Question

One mole of pure ethyl alcohol was treated with one mole of pure acetic acid at${25^ \circ }C$. One third of the acid changes into ester at equilibrium. The equilibrium constant for the reaction will be
A.$\dfrac{1}{4}$
B. $2$
C. $3$
D. $4$

Answer 1

Pure ethyl alcohol is also known as Ethanol, is an organic chemistry compound. It is simple alcohol with formula ${C_2}{H_6}O$, $C{H_3} - C{H_2} - OH$ or ${C_2}{H_5}OH$. Acetic acid or ethanoic acid is a colourless kind of liquid organic compound with the chemical formula $C{H_3}COOH$.
Formula used: Chemical equilibrium formula: ${K_C} =$ $\dfrac{{\left( C \right) \times \left( D \right)}}{{\left( A \right) \times \left( B \right)}}$ in the equation of the form$A + B \to C + D$.

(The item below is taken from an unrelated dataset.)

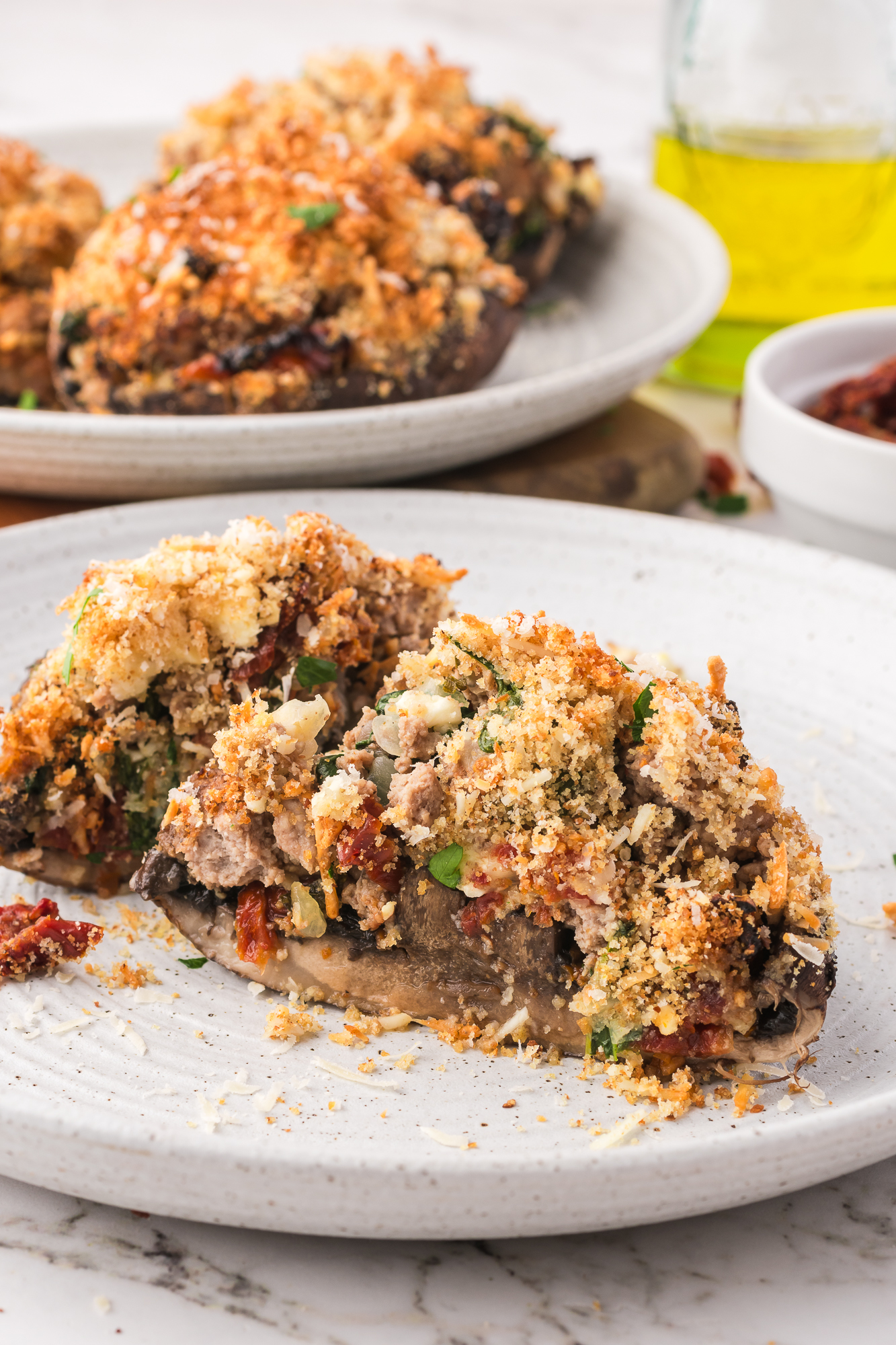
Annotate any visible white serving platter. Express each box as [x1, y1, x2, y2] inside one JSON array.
[[0, 129, 729, 499], [0, 491, 896, 1237]]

Complete step by step answer:
In this question given, the equation is written as, ${C_2}{H_5}OH + C{H_3}COOH \rightleftharpoons C{H_3}COO{C_2}{H_5} + {H_2}O$
Where, ${C_2}{H_5}OH$ is ethyl alcohol, $C{H_3}COOH$ is acetic acid, $C{H_3}COO{C_2}{H_5}$ is ester and ${H_2}O$ is water as a side product. Now, initially when time $t = 0$, ethyl alcohol and acetic acid have one mole each and the product that is ester and water has not produced any mole. At equilibrium, $x$mole dissociates from ethyl alcohol and acetic acid and becomes as follows,
At equilibrium the volume $v$ at, ethyl alcohol $\left( {{C_2}{H_5}OH} \right)$ produces $1 - x$ mole
Acetic acid $\left( {C{H_3}COOH} \right)$ produces $1 - x$ mole
Ester $\left( {C{H_3}COO{C_2}{H_5}} \right)$ produces $x$ mole
Water $\left( {{H_2}O} \right)$ produces $x$ mole
So therefore, we will apply chemical equilibrium formula. On applying the formula,
${K_C} = \dfrac{{\left[ {C{H_3}COO{C_2}{H_5}} \right] \times \left[ {{H_2}O} \right]}}{{\left[ {{C_2}{H_5}OH} \right] \times \left[ {C{H_3}COOH} \right]}}$
As it is mentioned in the question, one third of the acid changes into ester at equilibrium, so therefore$x = \dfrac{1}{3}$. Now the equation becomes,
${K_C} = \dfrac{{\left( {\dfrac{1}{3}V} \right) \times \left( {\dfrac{1}{3}V} \right)}}{{\left( {\dfrac{2}{3}V} \right) \times \left( {\dfrac{2}{3}V} \right)}}$, Here v stands for the volume of substances at equilibrium
Now, as we can see after further solving the equation, $3$ gets cancelled, $v$ gets cancelled. All that is left is,
${K_C} = \dfrac{{1 \times 1}}{{2 \times 2}}$
$\therefore$ ${K_C} = \dfrac{1}{4}$
So, the right option is (A).

Note:
The word dissociation that came across the solution means, breaking up of a compound into smaller constituents that are usually capable of recombination under other conditions. The concentration of reactants and products which shows no net charge over the time is called equilibrium.